Correspondence Address:
Nupur Pruthi
Department of Biostatistics, National Institute of Mental Health and Neurosciences (NIMHANS), Bengaluru, Karnataka, India

DOI:10.4103/sni.sni_109_18

Copyright: © 2018 Surgical Neurology International This is an open access journal, and articles are distributed under the terms of the Creative Commons Attribution-NonCommercial-ShareAlike 4.0 License, which allows others to remix, tweak, and build upon the work non-commercially, as long as appropriate credit is given and the new creations are licensed under the identical terms.

How to cite this article: Nupur Pruthi, Lokesh Nehete, Tanmoy Maity, Rose Dawn, Yogita Ravindranath, Roopa Ravindranath, Mariamma Philips. Can the position of the vertebral artery be predicted on a lateral view X-ray of the craniovertebral junction? A radiological anatomy study. 26-Jun-2018;9:124

How to cite this URL: Nupur Pruthi, Lokesh Nehete, Tanmoy Maity, Rose Dawn, Yogita Ravindranath, Roopa Ravindranath, Mariamma Philips. Can the position of the vertebral artery be predicted on a lateral view X-ray of the craniovertebral junction? A radiological anatomy study. 26-Jun-2018;9:124. Available from: http://surgicalneurologyint.com/surgicalint-articles/can-the-position-of-the-vertebral-artery-be-predicted-on-a-lateral-view-x%e2%80%91ray-of-the-craniovertebral-junction-a-radiological-anatomy-study/

Date of Submission
10-Apr-2018

Date of Acceptance
11-May-2018

Date of Web Publication
26-Jun-2018

Abstract

Background:The most feared complication while inserting C2 screws is vertebral artery injury. This article proposes predicting the position of the vertebral artery on a true lateral X-ray of the axis vertebra from the background information acquired from the computed tomography (CT) scan utilizing fluoroscopy.

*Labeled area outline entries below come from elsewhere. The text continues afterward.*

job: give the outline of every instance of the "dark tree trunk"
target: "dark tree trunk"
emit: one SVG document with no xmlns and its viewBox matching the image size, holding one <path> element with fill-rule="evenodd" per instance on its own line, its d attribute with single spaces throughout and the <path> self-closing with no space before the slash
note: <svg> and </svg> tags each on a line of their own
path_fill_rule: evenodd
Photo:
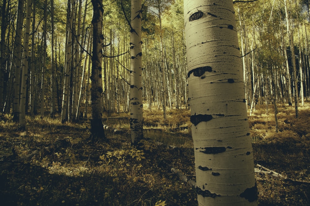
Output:
<svg viewBox="0 0 310 206">
<path fill-rule="evenodd" d="M 92 0 L 93 15 L 91 23 L 93 26 L 93 51 L 91 57 L 92 117 L 91 121 L 92 140 L 105 139 L 102 124 L 102 0 Z"/>
</svg>

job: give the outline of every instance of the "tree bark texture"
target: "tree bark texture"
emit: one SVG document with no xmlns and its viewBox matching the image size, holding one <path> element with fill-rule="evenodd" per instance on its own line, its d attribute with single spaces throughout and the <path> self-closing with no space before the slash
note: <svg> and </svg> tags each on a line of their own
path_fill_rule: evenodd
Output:
<svg viewBox="0 0 310 206">
<path fill-rule="evenodd" d="M 30 34 L 30 23 L 31 20 L 31 0 L 27 0 L 26 3 L 26 22 L 25 33 L 24 37 L 24 53 L 21 76 L 21 87 L 20 89 L 20 104 L 19 124 L 22 130 L 26 129 L 26 97 L 27 92 L 27 80 L 28 75 L 29 38 Z"/>
<path fill-rule="evenodd" d="M 102 64 L 103 35 L 102 34 L 102 0 L 92 0 L 93 10 L 91 23 L 93 26 L 93 51 L 91 57 L 91 132 L 93 138 L 105 139 L 102 124 L 103 107 Z"/>
<path fill-rule="evenodd" d="M 255 205 L 257 188 L 232 1 L 185 0 L 200 205 Z"/>
<path fill-rule="evenodd" d="M 130 129 L 131 144 L 143 138 L 141 0 L 131 0 L 130 31 Z"/>
</svg>

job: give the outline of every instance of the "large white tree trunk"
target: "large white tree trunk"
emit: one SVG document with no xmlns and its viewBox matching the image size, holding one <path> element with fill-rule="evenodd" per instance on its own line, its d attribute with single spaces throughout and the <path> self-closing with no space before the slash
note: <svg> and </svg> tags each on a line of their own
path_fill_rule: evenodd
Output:
<svg viewBox="0 0 310 206">
<path fill-rule="evenodd" d="M 31 14 L 31 0 L 27 0 L 26 6 L 26 23 L 24 37 L 24 53 L 23 54 L 21 87 L 20 89 L 20 104 L 19 124 L 22 130 L 26 129 L 26 96 L 27 92 L 27 80 L 28 74 L 28 54 L 30 22 Z"/>
<path fill-rule="evenodd" d="M 141 0 L 131 0 L 130 31 L 130 129 L 131 143 L 143 137 Z"/>
<path fill-rule="evenodd" d="M 24 21 L 24 0 L 19 0 L 17 9 L 17 21 L 16 22 L 16 34 L 15 35 L 15 51 L 13 56 L 15 59 L 16 66 L 14 78 L 14 98 L 13 101 L 13 120 L 19 120 L 20 81 L 21 65 L 21 35 Z M 12 64 L 13 65 L 13 64 Z"/>
<path fill-rule="evenodd" d="M 254 205 L 257 188 L 232 1 L 185 0 L 200 205 Z"/>
</svg>

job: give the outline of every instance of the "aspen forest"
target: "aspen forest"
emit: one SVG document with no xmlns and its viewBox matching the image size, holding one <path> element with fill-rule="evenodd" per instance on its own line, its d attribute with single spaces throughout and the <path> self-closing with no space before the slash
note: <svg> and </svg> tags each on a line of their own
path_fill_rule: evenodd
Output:
<svg viewBox="0 0 310 206">
<path fill-rule="evenodd" d="M 0 205 L 310 205 L 310 0 L 0 7 Z"/>
</svg>

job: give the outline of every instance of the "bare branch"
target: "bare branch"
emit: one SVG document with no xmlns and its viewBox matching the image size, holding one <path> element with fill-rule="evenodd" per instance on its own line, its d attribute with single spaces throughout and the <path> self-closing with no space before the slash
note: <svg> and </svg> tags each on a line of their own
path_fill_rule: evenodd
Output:
<svg viewBox="0 0 310 206">
<path fill-rule="evenodd" d="M 258 0 L 253 0 L 252 1 L 234 1 L 233 3 L 234 4 L 235 3 L 239 3 L 239 2 L 241 2 L 242 3 L 250 3 L 251 2 L 256 2 L 257 1 L 258 1 Z"/>
</svg>

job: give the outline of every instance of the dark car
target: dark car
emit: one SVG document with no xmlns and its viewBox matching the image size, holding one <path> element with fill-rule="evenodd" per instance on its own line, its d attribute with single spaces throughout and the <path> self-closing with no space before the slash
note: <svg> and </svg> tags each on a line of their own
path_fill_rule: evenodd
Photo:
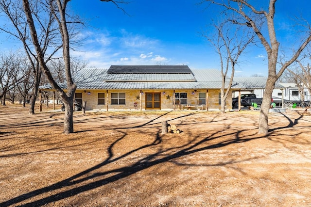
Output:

Methods:Spiral CT scans of 33 C2 vertebrae were performed utilizing a 16-slice CT scanner lateral X-rays of C2 were then obtained before and after painting the vertebral artery grooves with barium. The space available for transarticular and C2 pedicle screw insertion above the vertebral artery groove in the isthmus was then calculated as a ratio for both X-rays and CT scans.

Results:There was no statistically significant difference between the (mean) ratios calculated by CT scan and X-rays regarding the space available for transarticular and C2 pedicle screw insertion (left side: 0.3894 vs 0.3897; right side: 0.3892 vs 0.3925; P > 0.05). The Kappa test revealed that CT scan and X-ray findings were in agreement in majority of the bones (left side: n = 24, 72.7%, right side: n = 22, 73.3%; P

Conclusion:A thorough understanding of a true lateral view X-ray based on background information extracted from three dimensional CT scans helps predict the highest point of the vertebral artery groove. This proves useful for placement of C2 transarticular and pedicle screws during regular “open” and “minimally invasive” spine surgery.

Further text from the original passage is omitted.